Released: 2024 H1 Cumulative Update for Exchange Server

dengyidaohaolang1985 I'm not sure why this is. I can run the commands as documented on my Windows Server 2016 machine. You can try to run the command manually. For example:

Run (Get-TLSCipherSuite).Name to get a list of all TLS cipher suites.

Run Disable-TlsCipherSuite -Name "Cipher_Suite_Name" to disable all of them, except the cipher suites which you've already enabled as described in the documentation.

CorinaB from a technical perspective, this should work. However, to maximize availability, it is recommended to install them one after the other.

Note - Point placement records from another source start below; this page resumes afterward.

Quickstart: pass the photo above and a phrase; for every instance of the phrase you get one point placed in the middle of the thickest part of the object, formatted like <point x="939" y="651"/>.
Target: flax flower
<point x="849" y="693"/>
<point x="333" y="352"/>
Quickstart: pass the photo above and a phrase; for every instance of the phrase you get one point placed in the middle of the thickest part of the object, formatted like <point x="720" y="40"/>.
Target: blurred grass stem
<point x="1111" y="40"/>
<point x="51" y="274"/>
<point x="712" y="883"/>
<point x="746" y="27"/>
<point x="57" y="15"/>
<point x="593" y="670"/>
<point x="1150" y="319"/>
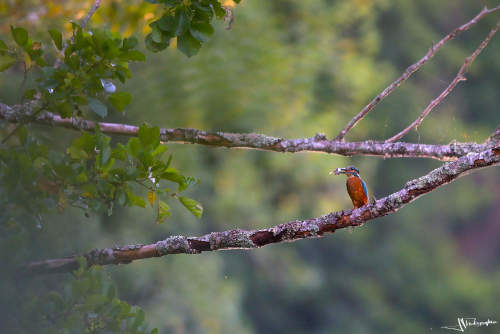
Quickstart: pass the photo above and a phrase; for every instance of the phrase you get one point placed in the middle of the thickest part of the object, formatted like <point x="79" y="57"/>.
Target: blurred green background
<point x="293" y="68"/>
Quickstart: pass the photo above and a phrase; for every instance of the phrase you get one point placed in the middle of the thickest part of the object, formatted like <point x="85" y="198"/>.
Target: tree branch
<point x="460" y="77"/>
<point x="412" y="69"/>
<point x="318" y="143"/>
<point x="290" y="231"/>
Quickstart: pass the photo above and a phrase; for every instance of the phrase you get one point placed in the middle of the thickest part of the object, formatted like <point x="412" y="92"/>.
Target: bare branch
<point x="460" y="77"/>
<point x="318" y="143"/>
<point x="287" y="232"/>
<point x="412" y="69"/>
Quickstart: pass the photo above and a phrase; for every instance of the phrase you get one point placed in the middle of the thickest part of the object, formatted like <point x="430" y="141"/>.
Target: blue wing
<point x="364" y="188"/>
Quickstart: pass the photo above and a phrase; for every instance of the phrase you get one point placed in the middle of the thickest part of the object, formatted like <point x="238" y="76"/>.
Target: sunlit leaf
<point x="193" y="206"/>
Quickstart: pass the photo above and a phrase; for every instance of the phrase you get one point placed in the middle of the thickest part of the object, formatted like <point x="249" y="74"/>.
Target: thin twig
<point x="29" y="119"/>
<point x="459" y="77"/>
<point x="318" y="143"/>
<point x="287" y="232"/>
<point x="411" y="69"/>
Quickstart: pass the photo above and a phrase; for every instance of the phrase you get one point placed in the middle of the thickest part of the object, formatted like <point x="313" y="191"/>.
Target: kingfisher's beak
<point x="338" y="171"/>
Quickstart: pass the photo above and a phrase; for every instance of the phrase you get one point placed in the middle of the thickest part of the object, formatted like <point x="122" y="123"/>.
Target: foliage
<point x="91" y="174"/>
<point x="287" y="68"/>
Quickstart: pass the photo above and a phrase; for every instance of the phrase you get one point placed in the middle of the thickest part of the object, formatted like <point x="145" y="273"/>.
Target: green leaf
<point x="98" y="107"/>
<point x="133" y="146"/>
<point x="20" y="35"/>
<point x="160" y="149"/>
<point x="187" y="44"/>
<point x="23" y="134"/>
<point x="56" y="37"/>
<point x="219" y="11"/>
<point x="77" y="153"/>
<point x="130" y="43"/>
<point x="104" y="154"/>
<point x="167" y="24"/>
<point x="136" y="200"/>
<point x="29" y="94"/>
<point x="6" y="62"/>
<point x="155" y="47"/>
<point x="120" y="100"/>
<point x="193" y="206"/>
<point x="181" y="21"/>
<point x="3" y="46"/>
<point x="133" y="55"/>
<point x="151" y="198"/>
<point x="156" y="34"/>
<point x="139" y="318"/>
<point x="202" y="31"/>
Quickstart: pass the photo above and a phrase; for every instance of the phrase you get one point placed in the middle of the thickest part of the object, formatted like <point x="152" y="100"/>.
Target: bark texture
<point x="287" y="232"/>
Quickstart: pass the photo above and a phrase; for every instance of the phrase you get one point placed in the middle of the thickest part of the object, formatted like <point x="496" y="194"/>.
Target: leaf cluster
<point x="188" y="21"/>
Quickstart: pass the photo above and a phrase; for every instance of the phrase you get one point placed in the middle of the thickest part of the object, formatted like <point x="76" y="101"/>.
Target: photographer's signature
<point x="464" y="323"/>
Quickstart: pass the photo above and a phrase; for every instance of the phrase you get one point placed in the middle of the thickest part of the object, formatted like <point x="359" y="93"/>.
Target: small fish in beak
<point x="337" y="171"/>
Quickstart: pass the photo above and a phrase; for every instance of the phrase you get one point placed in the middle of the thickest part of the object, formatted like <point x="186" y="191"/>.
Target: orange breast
<point x="356" y="192"/>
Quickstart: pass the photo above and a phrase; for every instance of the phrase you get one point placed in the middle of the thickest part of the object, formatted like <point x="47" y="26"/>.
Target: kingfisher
<point x="356" y="187"/>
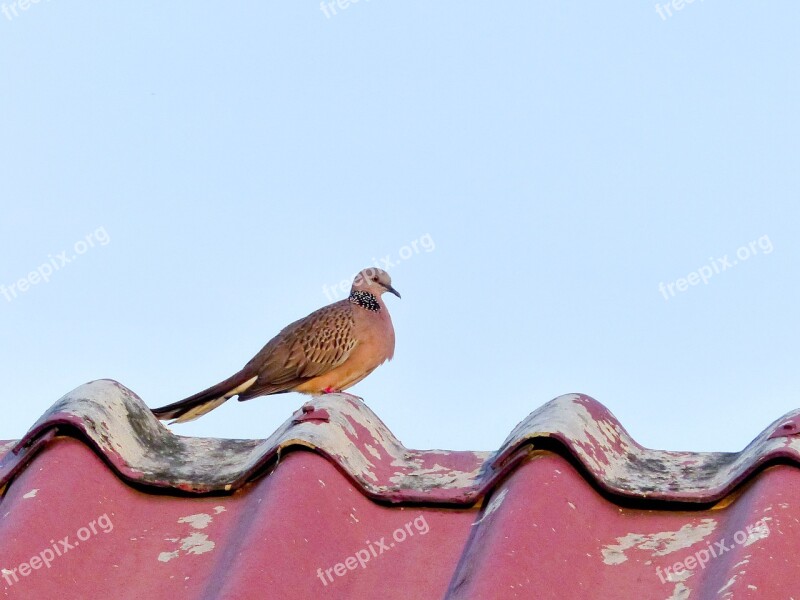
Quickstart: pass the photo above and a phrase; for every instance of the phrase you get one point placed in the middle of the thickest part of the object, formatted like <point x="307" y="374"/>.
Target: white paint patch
<point x="659" y="544"/>
<point x="372" y="450"/>
<point x="757" y="532"/>
<point x="198" y="521"/>
<point x="681" y="592"/>
<point x="197" y="543"/>
<point x="168" y="556"/>
<point x="493" y="505"/>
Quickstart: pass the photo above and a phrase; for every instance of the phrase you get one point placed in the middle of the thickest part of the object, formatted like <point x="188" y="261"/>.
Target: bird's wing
<point x="309" y="347"/>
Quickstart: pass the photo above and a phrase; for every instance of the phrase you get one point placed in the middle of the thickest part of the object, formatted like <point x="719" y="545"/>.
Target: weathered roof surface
<point x="332" y="505"/>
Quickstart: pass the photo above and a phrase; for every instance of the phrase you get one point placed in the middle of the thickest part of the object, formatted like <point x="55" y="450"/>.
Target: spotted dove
<point x="330" y="350"/>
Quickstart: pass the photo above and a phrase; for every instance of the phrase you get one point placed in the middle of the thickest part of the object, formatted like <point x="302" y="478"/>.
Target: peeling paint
<point x="198" y="521"/>
<point x="681" y="592"/>
<point x="660" y="544"/>
<point x="493" y="505"/>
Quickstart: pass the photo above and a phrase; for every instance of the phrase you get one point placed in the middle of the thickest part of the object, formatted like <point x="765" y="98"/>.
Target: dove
<point x="330" y="350"/>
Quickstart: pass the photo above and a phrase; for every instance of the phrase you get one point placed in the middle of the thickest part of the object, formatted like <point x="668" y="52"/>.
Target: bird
<point x="328" y="351"/>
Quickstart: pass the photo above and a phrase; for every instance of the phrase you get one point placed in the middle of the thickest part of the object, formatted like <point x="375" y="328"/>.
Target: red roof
<point x="100" y="500"/>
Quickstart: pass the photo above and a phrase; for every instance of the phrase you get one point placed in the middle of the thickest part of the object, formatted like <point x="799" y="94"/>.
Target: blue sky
<point x="208" y="170"/>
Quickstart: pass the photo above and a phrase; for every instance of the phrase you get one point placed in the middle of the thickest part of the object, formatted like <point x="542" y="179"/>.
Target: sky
<point x="570" y="197"/>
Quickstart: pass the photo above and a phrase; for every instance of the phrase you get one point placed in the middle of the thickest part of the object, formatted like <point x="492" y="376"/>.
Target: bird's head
<point x="375" y="281"/>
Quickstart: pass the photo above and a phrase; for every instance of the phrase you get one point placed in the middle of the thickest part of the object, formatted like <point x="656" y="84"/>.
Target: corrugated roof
<point x="100" y="500"/>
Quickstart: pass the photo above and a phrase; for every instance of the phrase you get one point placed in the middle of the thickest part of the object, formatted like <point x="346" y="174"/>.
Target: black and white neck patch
<point x="365" y="300"/>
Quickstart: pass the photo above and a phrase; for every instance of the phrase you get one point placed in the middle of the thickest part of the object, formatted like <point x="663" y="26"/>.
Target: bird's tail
<point x="204" y="402"/>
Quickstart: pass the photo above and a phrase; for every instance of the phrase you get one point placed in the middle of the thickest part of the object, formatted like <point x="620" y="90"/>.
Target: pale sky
<point x="573" y="197"/>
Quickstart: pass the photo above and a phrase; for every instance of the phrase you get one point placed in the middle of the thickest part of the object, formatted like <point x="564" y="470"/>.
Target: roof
<point x="101" y="500"/>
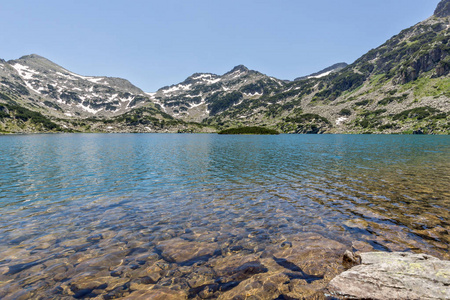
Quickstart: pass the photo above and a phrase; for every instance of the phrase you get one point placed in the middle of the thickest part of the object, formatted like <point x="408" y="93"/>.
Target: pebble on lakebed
<point x="393" y="275"/>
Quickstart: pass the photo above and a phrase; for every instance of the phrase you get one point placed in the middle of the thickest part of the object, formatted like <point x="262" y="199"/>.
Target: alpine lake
<point x="206" y="216"/>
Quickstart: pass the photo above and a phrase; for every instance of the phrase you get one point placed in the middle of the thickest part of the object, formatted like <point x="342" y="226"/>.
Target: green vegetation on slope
<point x="248" y="130"/>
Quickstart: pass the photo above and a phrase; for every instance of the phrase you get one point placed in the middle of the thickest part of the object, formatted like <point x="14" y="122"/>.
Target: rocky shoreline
<point x="394" y="275"/>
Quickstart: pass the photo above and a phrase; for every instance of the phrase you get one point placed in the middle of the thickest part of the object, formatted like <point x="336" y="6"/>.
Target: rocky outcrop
<point x="443" y="9"/>
<point x="394" y="276"/>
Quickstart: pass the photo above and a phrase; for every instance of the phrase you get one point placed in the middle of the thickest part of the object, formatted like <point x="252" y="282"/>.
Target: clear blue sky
<point x="158" y="43"/>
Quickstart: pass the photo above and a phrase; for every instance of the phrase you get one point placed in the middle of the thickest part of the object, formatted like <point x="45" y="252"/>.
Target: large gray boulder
<point x="394" y="275"/>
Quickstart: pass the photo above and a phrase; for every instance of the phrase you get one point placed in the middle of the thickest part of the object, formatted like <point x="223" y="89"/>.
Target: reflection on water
<point x="207" y="216"/>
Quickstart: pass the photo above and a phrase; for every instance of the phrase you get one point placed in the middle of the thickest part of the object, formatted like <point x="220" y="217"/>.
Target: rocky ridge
<point x="400" y="87"/>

GirtsG using those switch parameters together makes no sense. If you want to install EP, but not on the EWS front end vDir, use: /DoNotEnableEP_FEEWS. If you don't want to enable EP at all, use: /DoNotEnableEP. Enabling EP by the help of the script doesn't require a reboot of the machine or IIS reset. The new setting will be immediately used.

/PrepareAD should be sufficient here. If you don't specify this switch parameter, Exchange setup will try to run this automatically and setup will fail immediately if Exchange setup can't perform the necessary changes (e.g., due to insufficient permissions).

It's recommended to upgrade all machines within a DAG as soon as possible, but yes, CU13 and CU14 can coexist.

Zafer1030 I need to check this internally.

Marc4056 ESmlatic it belongs on how the WAF works. Does it decrypt the traffic for inspection and re-encrypt the connection to Exchange then? If yes, that scenario is SSL bridging and would fail if the certificates are different (because this is considered as man-in-the-middle scenario, because the Channel Binding Token (CBT) is different in this case, which is prevented by EP). I assume that it works if you disable EP on the EAS vDir. However, this would leave the vDir unprotected. We've also not tested this scenario.